La cryogénisation, c'est la congélation du corps d'un individu récemment décédé, et sa conservation en attendant un jour hypothétique où les progrès de la médecine et de la (nano)technologie permettront de réparer ce corps et de le ramener à la vie. C'est le thème du film Vanilla Sky [Blu-ray] , avec Tom Cruise (un très bon film, ceci dit).
Ne confondons pas la cryogénisation avec l'hibernation artificielle, comme celle que l'on voit dans de nombreux films de SF, depuis 2001, l'odyssée de l'espace jusqu'à Passengers (excellent film) dans laquelle le métabolisme est seulement très ralenti, mais pas arrêté. Avec la cryogénisation, le corps est complètement gelé à -180 degrés.
C'est encore un milliardaire, le canadien Robert Miller, créateur de l'un des plus grands réseaux de distribution de biens électroniques, DFS, qui s'intéresse le plus à ce sujet. L'homme finance la fondation Alcor, lancée en 1972. Cet organisme propose à ses membres de conserver leur corps, ou uniquement leur cerveau, en cryogénisation pour un montant minimal de 200000 dollars en attendant de pouvoir jouir des fruits de la recherche. Accueillant déjà quelque 118 "patients" dans des caissons à basse température, Alcor compte, à ce jour, près de 1000 membres, dont plusieurs célébrités - un producteur, un sportif et, bien sûr, des chercheurs.
S'agit-il réellement d'immortalité ? J'en doute. La cryogénisation est une technique très violente : l'eau contenue dans les cellules gèle et gonfle, les parois cellulaires sont détruites. Reconstituer des cellules fonctionnelles à partir de ces débris semble assez utopique. Et puis, il y a le problème de la radioactivité.
Vous ne le savez peut-être pas, mais notre corps contient des milliards d'atome radioactifs. Cette radioactivité, 100% naturelle, est très faible et n'est pas dangereuse, en effet tant que nous sommes en vie, les cellules qui meurent sont constamment remplacées par d'autres. Pratiquement toutes les cellules de votre corps sont ainsi renouvelées en quelques dizaines d'années. Mais si vous être cryogénisé, la radioactivité reste présente et son effet est cumulatif. En moins d'un siècle, ce qui reste de la structure de vos cellules s'est transformé en un magma informe.

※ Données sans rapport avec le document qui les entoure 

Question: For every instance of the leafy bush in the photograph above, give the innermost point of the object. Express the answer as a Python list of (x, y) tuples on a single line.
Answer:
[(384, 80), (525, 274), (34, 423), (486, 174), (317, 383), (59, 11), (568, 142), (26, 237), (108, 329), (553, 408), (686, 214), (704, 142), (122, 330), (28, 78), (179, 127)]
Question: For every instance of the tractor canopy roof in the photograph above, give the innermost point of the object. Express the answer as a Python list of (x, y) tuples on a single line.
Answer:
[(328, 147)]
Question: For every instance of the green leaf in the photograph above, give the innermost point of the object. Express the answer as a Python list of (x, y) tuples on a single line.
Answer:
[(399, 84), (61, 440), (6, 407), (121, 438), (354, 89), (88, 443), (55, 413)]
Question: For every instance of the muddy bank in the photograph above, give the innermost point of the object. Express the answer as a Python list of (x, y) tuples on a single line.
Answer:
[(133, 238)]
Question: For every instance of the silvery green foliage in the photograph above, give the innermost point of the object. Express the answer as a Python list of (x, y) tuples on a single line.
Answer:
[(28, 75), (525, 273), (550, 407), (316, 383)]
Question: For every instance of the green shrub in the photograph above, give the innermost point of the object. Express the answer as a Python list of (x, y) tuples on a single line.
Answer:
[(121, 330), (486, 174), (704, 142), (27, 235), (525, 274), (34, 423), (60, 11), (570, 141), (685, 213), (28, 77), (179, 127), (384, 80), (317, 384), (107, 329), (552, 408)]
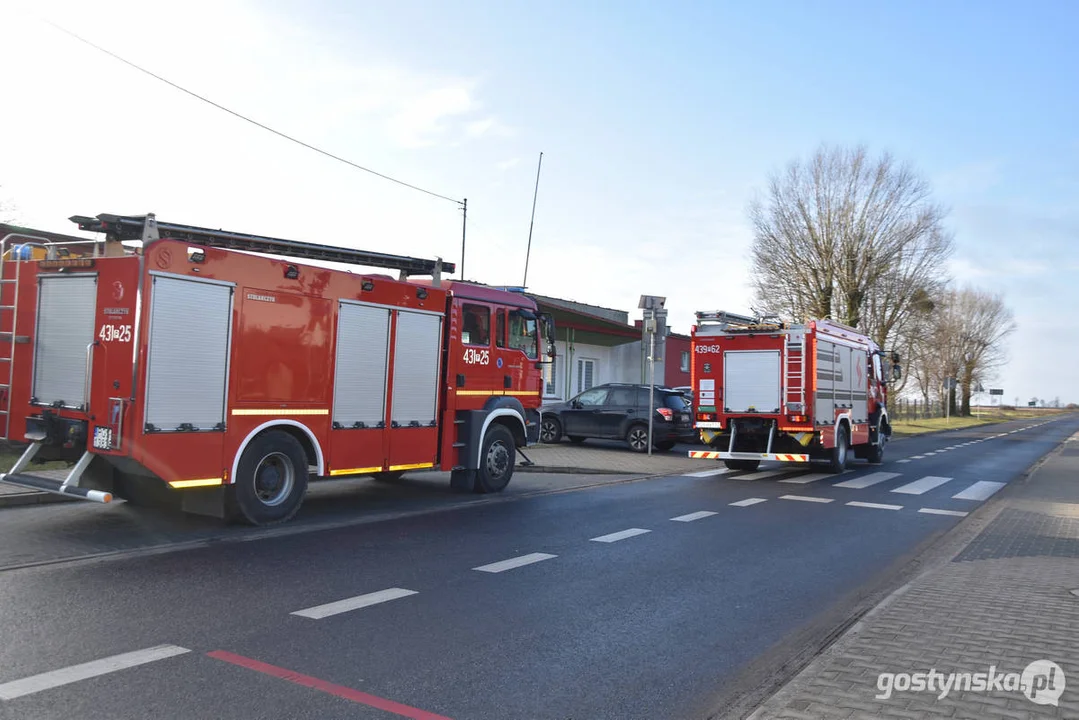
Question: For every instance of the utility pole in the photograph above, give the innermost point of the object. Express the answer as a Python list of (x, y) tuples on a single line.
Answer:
[(535, 193), (464, 225)]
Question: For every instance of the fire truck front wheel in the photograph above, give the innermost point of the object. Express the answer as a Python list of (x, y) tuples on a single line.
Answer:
[(271, 478), (496, 460)]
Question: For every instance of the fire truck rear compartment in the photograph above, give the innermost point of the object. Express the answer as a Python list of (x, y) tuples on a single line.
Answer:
[(66, 308)]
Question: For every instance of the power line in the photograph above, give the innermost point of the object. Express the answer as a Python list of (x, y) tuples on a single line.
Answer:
[(254, 122)]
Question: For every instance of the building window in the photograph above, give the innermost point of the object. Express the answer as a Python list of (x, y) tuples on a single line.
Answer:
[(586, 374), (550, 386), (476, 326)]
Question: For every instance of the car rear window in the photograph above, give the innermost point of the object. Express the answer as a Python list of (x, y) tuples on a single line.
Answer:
[(675, 402)]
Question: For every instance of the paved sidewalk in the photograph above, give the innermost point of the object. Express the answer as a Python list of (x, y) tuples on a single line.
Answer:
[(1008, 599)]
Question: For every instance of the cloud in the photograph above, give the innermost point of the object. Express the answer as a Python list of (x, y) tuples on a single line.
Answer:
[(969, 179)]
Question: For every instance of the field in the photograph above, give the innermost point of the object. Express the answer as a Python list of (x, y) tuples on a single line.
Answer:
[(984, 417)]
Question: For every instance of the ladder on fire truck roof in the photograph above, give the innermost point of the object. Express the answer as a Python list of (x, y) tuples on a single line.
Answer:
[(147, 229), (733, 322)]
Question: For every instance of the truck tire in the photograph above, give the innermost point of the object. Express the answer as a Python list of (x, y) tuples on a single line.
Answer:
[(496, 460), (742, 464), (271, 479), (838, 461), (550, 431), (637, 437)]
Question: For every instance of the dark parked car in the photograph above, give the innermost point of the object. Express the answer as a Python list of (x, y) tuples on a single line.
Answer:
[(619, 411)]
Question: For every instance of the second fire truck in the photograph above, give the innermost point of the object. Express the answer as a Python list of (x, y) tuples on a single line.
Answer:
[(769, 390), (212, 369)]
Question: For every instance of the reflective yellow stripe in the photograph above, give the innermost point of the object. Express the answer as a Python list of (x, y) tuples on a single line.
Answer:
[(201, 483), (523, 393), (417, 465), (356, 471), (280, 411)]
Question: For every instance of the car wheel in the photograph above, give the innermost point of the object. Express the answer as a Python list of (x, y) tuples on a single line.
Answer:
[(550, 430), (637, 438)]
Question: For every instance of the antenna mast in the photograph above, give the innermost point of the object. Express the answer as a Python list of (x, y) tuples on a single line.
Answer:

Donc, en conclusion provisoire, la cryogénisation, je n'y crois pas.
Qu'est-ce qu'un cyborg ? Un être mi-humain, mi-machine. Dit comme cela, ça sent la mauvaise science-fiction, style L'homme qui valait trois milliards, ou Robocop. Mais dans le cadre de cet article, la question qui nous intéresse est : jusqu'à quel point peut-on remplacer des organes, ou partie d'organes, par des artefact technologiques, tout en préservant l'individualité ?
Remplacer un bras, une jambe, un poumon, un oeil ou un coeur, par un organe artificiel, cela semble du domaine du possible, au moins en théorie. Encore que, concernant justement le bras, la jambe, et l'oeil, le problème est de connecter le nouvel organe artificiel au cerveau, ou du moins aux nerfs moteurs et sensoriels. Ça, c'est nettement plus complexe. Mais il n'est pas utopique de penser que dans un avenir plus ou moins proche, on saura réaliser une "sutureuse de réseaux nerveux", une machine capable de convertir les impulsions électro-chimiques de nos nerfs en messages informatiques et vice-versa. Théoriquement, ce n'est pas impossible.
Des implants rétiniens artificiels existent déjà pour permettre à des aveugles de "voir", même si c'est encore très flou. Des tentatives pour connecter des bras robotiques aux nerfs d'un patient amputé ont déjà été faites. Il est probable que ces implants s'amélioreront rapidement, pour atteindre un degré de perfection tel que l'oeil artificiel sera, d'ici une ou deux décennies, supérieur à l'original.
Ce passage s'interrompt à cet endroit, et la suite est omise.